– Значит, отворяю дверь, а там… На столе – дитя. Лежит, грудь вспорота, кровь кругом запеклась, словно кто зверя разделывал. Пошатнуло меня, все плыть начало перед очами. И глядь в сторону, где крюки подвешены для дичи. Там еще одно мертвое дитятко… Прям на крюку, словно добыча чья! Тут я и подался прочь, ноги сами понесли сэтого проклятого места. Не помню, как до села добежал.Господи боже, как теперь это забыть!
Люди вокруг загудели. Одни перекрестились, другие начали перешептываться, кто-то выругался в голос.
– Вот что я скажу, панове, – раздался низкий голос Никитича, добротного козака, что стоял в стороне. Он уже натягивал свой балахон. – Пойдем поглядим, что там. А ты, Еремей, – обратился он к рассказчику, – домой иди. Хватит с тебя.
Осеннее небо затянуло серой хмарью, из-за которой едва пробивались редкие лучи. Морозный воздух, казалось, гудел от напряжения; вновь собаки подняли лай. Толпа двинулась к охотке. Кто проходил мимо своей хаты, захватил топор или ружье.
Охотничий домик построили пару лет назад. Простой сруб на краю леса, без перегородок, с одним окном. Внутри – скамьи, стол, три крюка да печушка. В нем разделывали туши, пережидали непогоду, останавливались на привал. Меж собой его все называли охоткой.
Добравшись до места, все остановились. На снегу остались следы Еремея. Двое подошли к окну, но оно оказалось закрыто изнутри ставнями. Никитич толкнул дверь, которая отворилась словно нехотя, со скрипом, ивошел первым, держа в руках кинжал, который всегда был у него под рукой. Внутри было темно, лишь через щели проникал слабый свет.

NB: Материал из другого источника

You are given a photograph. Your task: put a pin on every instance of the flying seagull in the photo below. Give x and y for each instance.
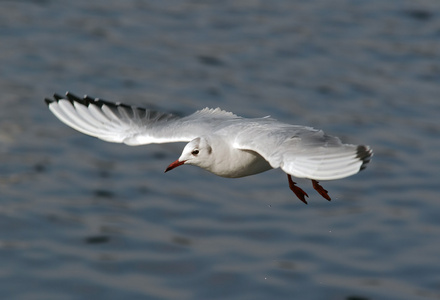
(218, 141)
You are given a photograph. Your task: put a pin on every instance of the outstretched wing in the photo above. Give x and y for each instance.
(303, 151)
(121, 123)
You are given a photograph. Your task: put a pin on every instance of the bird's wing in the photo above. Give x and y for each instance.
(302, 151)
(121, 123)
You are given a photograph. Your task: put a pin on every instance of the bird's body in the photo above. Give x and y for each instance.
(219, 141)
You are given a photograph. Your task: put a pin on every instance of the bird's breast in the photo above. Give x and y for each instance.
(239, 163)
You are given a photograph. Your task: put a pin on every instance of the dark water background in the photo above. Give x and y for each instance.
(85, 219)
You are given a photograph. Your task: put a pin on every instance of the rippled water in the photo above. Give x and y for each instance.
(81, 218)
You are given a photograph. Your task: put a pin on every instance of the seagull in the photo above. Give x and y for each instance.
(220, 142)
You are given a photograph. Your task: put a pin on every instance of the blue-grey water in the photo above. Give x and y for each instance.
(85, 219)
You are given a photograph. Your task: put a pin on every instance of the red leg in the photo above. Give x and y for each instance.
(297, 190)
(323, 192)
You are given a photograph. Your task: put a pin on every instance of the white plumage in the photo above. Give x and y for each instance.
(220, 142)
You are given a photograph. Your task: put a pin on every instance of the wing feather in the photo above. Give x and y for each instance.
(121, 123)
(303, 151)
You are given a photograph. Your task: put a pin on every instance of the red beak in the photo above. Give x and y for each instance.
(174, 165)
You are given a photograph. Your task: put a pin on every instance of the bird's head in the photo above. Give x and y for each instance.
(197, 152)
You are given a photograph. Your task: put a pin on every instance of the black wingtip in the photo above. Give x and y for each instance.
(48, 101)
(364, 153)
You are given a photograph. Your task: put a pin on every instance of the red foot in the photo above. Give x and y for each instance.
(297, 190)
(323, 192)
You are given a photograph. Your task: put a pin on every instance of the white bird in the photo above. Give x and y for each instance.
(221, 142)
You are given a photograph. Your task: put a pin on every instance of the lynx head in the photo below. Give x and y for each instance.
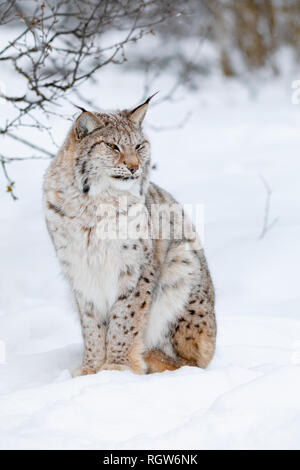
(111, 151)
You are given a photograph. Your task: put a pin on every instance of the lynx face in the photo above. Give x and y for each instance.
(111, 151)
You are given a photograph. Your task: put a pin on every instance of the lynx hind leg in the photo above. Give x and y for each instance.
(158, 361)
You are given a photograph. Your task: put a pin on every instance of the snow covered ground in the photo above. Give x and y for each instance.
(249, 397)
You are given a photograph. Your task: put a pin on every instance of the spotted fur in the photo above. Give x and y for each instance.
(145, 305)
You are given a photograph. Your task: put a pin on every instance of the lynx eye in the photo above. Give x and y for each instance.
(113, 147)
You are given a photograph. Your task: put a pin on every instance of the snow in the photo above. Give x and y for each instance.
(249, 396)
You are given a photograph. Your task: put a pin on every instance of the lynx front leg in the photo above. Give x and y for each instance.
(93, 332)
(125, 336)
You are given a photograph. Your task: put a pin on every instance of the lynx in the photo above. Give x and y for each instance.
(146, 303)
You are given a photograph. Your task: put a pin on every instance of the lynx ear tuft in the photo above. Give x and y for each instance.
(138, 114)
(85, 124)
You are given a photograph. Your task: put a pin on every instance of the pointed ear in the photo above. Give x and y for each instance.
(138, 114)
(85, 124)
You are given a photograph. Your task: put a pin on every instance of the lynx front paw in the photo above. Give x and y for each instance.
(84, 370)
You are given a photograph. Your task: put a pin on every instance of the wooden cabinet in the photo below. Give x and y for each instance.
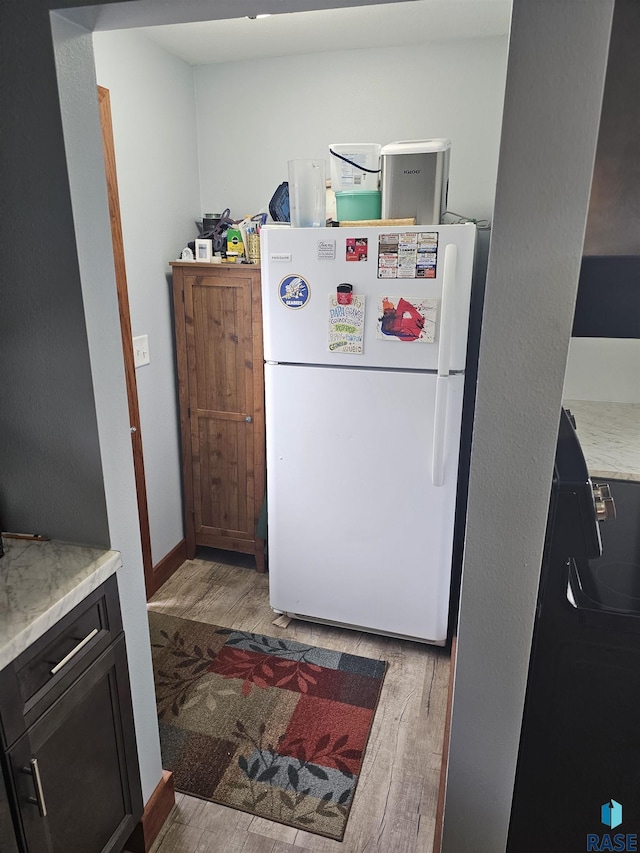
(218, 332)
(69, 751)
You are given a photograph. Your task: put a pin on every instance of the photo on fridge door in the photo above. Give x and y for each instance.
(407, 319)
(408, 255)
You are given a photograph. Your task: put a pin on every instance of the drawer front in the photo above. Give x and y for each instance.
(75, 769)
(41, 673)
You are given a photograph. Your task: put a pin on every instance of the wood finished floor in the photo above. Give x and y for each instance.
(394, 806)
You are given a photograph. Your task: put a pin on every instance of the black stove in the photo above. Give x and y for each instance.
(612, 581)
(580, 737)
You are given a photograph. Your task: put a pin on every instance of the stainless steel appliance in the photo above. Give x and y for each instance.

Первым делом Никитич бросил взгляд на стол, на нем ничего не было. Сделал еще пару шагов, посмотрел на крюки. Тоже ничего.
– Что за чертовщина?!
Он прошел и отворил ставни. Никаких мертвых детей не было, но весь стол и правда был залит кровью, и один из крюков краснел в тусклом дневном свете. Остальные тоже вошли внутрь и начали разглядывать стены и пол, но ничего более не узрели. Воздух в комнате был густым и тяжёлым, словно пропитанным страхом. На полках вдоль стены пылились старые банки, а в углу стоял перевёрнутый стул. Кто-то из вошедших нечаянно задел его, и он с грохотом упал, заставив всех вздрогнуть.
– Эй там, потише, – хрипло сказал Никитич, осторожно обходя стол. Он молча поднял с пола кусок тряпки, пропитанный чем-то липким. Поднес её ближе к свету, и лицо его стало напряжённым.